Ne plus pouvoir voyager me fend le coeur. Ne même pas pouvoir me promener à Toulon, aller voir une expo, manger au restaurant ou retrouver une amie pour boire un verre est évidemment ennuyeux. Mais l’impossibilité de faire des projets ou d’avoir des activités extérieures a aussi quelque chose de très libérateur. En temps normal, j’ai constamment des objectifs en ligne de mire. Un week-end sans sortie me semble un week-end perdu, et j’ai toujours au moins un city trip ou deux sur le feu. Non, personne ne m’y oblige; oui, ces projets font tout le sel de ma vie et sont une source de grande satisfaction. Ils sont aussi une grande source de stress, avant et pendant. Mon mode YOLO est activé en permanence, avec toute la pression que cela suppose. Je ne veux pas gaspiller le peu de temps que j’ai à passer sur Terre en n’en profitant pas assez. J’ai toujours peur de prendre la mauvaise décision, de me tromper dans mes choix, de ne pas réussir à créer l’expérience optimale. Ainsi la joie et l’anxiété sont inextricables chez moi: la première entraîne obligatoirement la seconde – et, ce qui est plus pervers, la seconde provoque souvent un shoot de la première au moment de sa résolution… mais c’est un autre problème que j’aborderai lors de ma prochaine séance de thérapie.

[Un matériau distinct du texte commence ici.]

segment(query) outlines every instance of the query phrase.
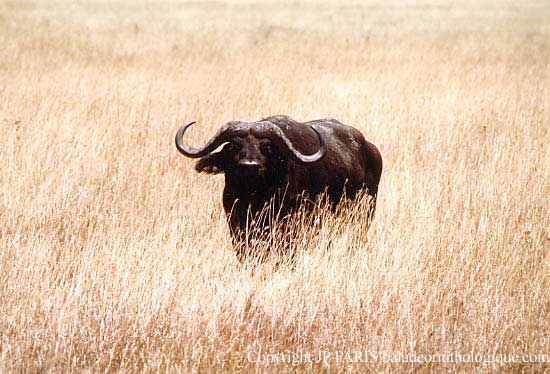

En temps normal, je suis incapable de ralentir et de laisser la vie me passer à côté. En ce moment, je n’ai pas le choix. On est tous à l’arrêt. Et putain, qu’est-ce que ça (me) fait du bien. Je me sens en vacances de tout. J’ai la chance d’être en bonne santé et de n’avoir pas de soucis financiers. Mon amoureux et ma famille me manquent énormément. Mais la routine de mes journées en solitaire agit sur mon cerveau tel un baume apaisant. Peu de libertés, c’est peu de décisions à prendre, donc peu de stress. Je travaille. Je commande des trucs sur internet pour recevoir des « surprises » dans ma boîte à lettres. Je lis, moins que d’habitude car j’ai vraiment du mal à me concentrer – et ce n’est pas grave. Je regarde des séries sur Netflix. Je fais des puzzles et des crumbles aux pommes. Je regarde le soleil se coucher tous les soirs par la fenêtre de mon bureau. Je dors d’un sommeil profond et sans rêves. Je savoure le calme en moi. Un calme dans lequel je peux enfin m’attaquer aux problèmes émotionnels qui me pourrissent la vie depuis une éternité.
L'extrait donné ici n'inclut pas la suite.